IdentifiersGTIN

Global Trade Item Number(GTIN)

A Global Trade Item Number (GTIN) is the international barcode identifier — UPC, EAN, JAN, or ISBN — that uniquely identifies a manufactured product worldwide, issued by GS1.

Definition

GTIN is the umbrella standard managed by GS1 that covers four regional barcode formats: GTIN-8 (EAN-8, short codes), GTIN-12 (UPC-A, used in North America), GTIN-13 (EAN-13, used globally outside North America), and GTIN-14 (used for cases and pallets). The number itself encodes a country prefix, a manufacturer code, an item reference, and a check digit calculated from the other digits.

Google Shopping and most major marketplaces require GTIN for products from brands that are part of the GS1 system — effectively every consumer-goods brand. Submitting an invalid GTIN, or omitting it for a product that should have one, triggers a disapproval.

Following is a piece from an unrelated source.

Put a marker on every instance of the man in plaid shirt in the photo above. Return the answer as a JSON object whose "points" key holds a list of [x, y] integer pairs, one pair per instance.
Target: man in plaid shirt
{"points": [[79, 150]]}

For products without a GTIN (private label, custom-made, vintage, refurbished), the feed must set identifier_exists=no to tell Google the omission is intentional rather than missing data.

A common mistake is to copy an internal SKU into the GTIN field. SKUs are not GTINs — they have no check digit, no GS1 prefix, and Google validates the check digit on every submission. Another common issue is leading-zero loss: GTIN-13 codes that start with 0 are sometimes truncated by spreadsheet software to 12 digits. FeedArc preserves leading zeros and validates check digits at import time, so invalid GTINs never reach the export.